Cyprien, who finished this past season as the Iowa Energy’s interim coach, was officially named the Hustle’s coach on Tuesday, when the team also named Chris Makris as general manager. Revealing the team name and logo Thursday will be followed by Friday’s celebration for the Hustle at Tanger Outlets mall in Southaven, and then Saturday’s Fan Fest at the Landers Center.
Stuff ain’t going to always go perfect, and you have to go through it to get to it.. That’s what the hustle is. I was going through a process, and I’m still going through a process.-- Wanye Selden
Wexler insists the game-night fan experience at the Landers Center will also reflect the continuity on the court between the Grizzlies and Hustle.
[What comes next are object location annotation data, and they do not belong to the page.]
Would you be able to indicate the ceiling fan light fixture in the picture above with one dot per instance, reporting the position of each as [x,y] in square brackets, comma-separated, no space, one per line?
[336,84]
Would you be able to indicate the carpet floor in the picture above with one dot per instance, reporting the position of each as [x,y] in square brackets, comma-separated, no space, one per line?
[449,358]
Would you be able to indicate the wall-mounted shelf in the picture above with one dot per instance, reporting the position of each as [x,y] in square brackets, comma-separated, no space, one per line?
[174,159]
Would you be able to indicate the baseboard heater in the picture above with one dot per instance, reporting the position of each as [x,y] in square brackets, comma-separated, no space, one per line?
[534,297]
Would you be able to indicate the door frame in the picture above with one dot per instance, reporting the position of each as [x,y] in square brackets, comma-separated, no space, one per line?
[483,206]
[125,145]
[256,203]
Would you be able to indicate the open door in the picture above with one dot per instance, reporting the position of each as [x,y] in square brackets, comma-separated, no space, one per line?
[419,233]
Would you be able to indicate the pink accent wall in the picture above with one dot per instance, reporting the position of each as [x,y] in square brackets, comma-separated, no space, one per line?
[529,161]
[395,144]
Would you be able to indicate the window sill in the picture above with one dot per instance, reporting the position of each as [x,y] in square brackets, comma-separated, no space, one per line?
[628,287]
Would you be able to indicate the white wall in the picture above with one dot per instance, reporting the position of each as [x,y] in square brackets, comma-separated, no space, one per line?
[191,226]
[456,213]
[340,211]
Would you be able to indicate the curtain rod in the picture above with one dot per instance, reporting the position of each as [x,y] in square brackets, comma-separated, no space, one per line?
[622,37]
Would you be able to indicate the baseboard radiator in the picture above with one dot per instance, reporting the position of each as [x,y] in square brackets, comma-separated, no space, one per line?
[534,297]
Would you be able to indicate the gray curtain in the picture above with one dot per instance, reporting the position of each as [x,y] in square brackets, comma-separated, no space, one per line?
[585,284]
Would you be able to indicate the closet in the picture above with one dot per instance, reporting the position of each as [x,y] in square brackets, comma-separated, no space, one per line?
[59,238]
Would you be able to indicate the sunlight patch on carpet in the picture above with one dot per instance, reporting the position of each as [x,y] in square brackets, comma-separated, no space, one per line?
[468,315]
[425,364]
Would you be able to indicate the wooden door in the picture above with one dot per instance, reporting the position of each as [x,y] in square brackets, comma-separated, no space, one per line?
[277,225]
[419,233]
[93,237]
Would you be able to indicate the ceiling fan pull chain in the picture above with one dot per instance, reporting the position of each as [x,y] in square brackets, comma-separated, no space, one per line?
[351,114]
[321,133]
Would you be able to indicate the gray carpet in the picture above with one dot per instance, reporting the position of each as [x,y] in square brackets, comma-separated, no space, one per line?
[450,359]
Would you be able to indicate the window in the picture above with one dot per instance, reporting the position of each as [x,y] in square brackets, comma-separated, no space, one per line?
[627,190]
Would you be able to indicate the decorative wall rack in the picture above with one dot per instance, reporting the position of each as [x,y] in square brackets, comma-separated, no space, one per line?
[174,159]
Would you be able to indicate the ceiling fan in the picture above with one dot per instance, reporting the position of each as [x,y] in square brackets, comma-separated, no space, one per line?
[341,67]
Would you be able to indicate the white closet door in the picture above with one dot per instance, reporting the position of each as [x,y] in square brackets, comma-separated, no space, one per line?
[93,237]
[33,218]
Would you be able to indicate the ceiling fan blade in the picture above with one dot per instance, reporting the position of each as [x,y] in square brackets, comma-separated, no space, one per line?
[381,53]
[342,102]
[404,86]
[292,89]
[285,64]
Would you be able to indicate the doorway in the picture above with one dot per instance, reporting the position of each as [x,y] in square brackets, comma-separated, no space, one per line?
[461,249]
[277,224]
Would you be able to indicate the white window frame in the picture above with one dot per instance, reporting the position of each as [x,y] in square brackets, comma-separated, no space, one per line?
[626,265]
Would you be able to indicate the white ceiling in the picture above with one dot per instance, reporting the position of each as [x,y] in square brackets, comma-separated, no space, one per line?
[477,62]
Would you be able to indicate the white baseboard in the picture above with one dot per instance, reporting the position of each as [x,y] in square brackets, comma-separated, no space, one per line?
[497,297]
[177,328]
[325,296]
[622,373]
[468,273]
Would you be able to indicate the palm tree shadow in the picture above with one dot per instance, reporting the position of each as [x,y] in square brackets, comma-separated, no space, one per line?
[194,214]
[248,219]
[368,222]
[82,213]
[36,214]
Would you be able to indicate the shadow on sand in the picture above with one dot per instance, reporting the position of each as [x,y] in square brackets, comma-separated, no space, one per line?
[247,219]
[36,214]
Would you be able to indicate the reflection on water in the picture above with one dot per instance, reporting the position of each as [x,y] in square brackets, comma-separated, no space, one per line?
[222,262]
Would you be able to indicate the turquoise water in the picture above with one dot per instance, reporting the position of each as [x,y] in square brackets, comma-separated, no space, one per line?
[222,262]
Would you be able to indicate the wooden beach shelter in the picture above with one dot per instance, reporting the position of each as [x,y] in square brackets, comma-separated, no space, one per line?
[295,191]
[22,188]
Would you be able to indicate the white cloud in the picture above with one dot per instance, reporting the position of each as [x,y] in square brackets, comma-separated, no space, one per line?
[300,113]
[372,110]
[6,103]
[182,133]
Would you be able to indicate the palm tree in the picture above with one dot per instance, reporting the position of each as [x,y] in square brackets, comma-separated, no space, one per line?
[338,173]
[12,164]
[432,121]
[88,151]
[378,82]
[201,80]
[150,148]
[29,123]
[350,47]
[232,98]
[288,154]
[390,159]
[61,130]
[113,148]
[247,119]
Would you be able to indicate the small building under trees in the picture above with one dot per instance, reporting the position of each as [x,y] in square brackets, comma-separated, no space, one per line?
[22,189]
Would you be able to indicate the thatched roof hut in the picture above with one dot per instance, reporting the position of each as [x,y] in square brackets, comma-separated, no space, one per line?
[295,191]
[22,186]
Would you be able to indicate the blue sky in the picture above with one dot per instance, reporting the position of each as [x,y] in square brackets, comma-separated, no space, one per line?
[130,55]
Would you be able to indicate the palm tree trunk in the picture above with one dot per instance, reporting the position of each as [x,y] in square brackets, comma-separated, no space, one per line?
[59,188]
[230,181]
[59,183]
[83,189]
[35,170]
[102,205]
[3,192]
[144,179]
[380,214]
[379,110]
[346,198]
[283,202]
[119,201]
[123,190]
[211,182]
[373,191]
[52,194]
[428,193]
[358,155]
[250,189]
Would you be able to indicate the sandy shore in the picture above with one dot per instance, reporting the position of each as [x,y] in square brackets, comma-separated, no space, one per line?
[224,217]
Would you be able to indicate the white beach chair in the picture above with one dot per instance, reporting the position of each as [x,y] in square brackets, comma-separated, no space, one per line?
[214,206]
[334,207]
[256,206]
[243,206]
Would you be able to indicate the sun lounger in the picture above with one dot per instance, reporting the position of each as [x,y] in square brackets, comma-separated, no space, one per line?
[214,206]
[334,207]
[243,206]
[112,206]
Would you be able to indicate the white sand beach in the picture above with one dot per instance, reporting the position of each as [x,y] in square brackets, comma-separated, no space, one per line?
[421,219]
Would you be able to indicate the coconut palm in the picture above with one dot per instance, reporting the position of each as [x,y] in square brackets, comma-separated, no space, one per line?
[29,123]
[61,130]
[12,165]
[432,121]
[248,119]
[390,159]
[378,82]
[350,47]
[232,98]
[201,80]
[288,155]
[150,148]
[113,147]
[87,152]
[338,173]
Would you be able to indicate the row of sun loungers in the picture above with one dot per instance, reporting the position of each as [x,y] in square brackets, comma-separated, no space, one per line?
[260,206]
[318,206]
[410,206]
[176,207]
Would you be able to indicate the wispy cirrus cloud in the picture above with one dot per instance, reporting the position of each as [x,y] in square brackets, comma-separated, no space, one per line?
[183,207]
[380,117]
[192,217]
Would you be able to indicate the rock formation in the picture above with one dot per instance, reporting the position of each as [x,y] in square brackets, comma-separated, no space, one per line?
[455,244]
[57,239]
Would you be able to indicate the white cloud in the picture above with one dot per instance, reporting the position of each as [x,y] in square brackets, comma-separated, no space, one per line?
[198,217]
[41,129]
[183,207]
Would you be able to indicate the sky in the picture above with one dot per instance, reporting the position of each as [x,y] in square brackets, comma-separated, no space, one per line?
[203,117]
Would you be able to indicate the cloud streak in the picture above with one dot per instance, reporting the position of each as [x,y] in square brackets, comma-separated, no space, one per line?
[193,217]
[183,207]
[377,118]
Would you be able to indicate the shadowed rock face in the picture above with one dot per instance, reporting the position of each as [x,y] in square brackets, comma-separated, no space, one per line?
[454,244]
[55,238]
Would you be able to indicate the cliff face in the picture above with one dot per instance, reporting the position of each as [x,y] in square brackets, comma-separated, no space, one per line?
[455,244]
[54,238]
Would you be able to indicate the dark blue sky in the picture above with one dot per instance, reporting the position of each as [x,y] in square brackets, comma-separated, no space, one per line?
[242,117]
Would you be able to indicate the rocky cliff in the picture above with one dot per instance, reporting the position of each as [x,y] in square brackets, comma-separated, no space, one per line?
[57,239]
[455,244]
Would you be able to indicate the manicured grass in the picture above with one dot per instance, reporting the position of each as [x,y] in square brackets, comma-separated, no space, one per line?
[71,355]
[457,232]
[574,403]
“We’ll not be an outside observer, but an inside partner,” Wexler said. “People affiliated with Grizzlies are in ticket sales, the marketing side and entertainment side. We’ll be able to leverage all of our Grizzlies’ assets to create a better, more positive, more fun, more engaged D-League experience for our fans there than we would otherwise be able to do if they were two or three hours away. We’ll be able to operate from the Landers Center as a second facility.”
If things work out according to Selden’s plan and he continues to impress with the Grizzlies, he won’t have to return to the development league or wear a Hustle uniform anytime soon.
“Stuff ain’t going to always go perfect, and you have to go through it to get to it,” Selden said. “That’s what the hustle is. I was going through a process, and I’m still going through a process. Everybody has their own timetable. You can’t rush your development. And from a mental standpoint, I went in there not the happiest to have to do it. And then once I bought in, that’s when I saw a lot of progress. That’s when I saw things start moving. And by the time I knew it, I was in the playoffs with the Grizzlies.”
That’s why Selden will be on hand for the festivities this weekend to welcome the Hustle. It’s a perfect fit. His journey to the NBA personifies what this new squad that will play at Landers Center is all about.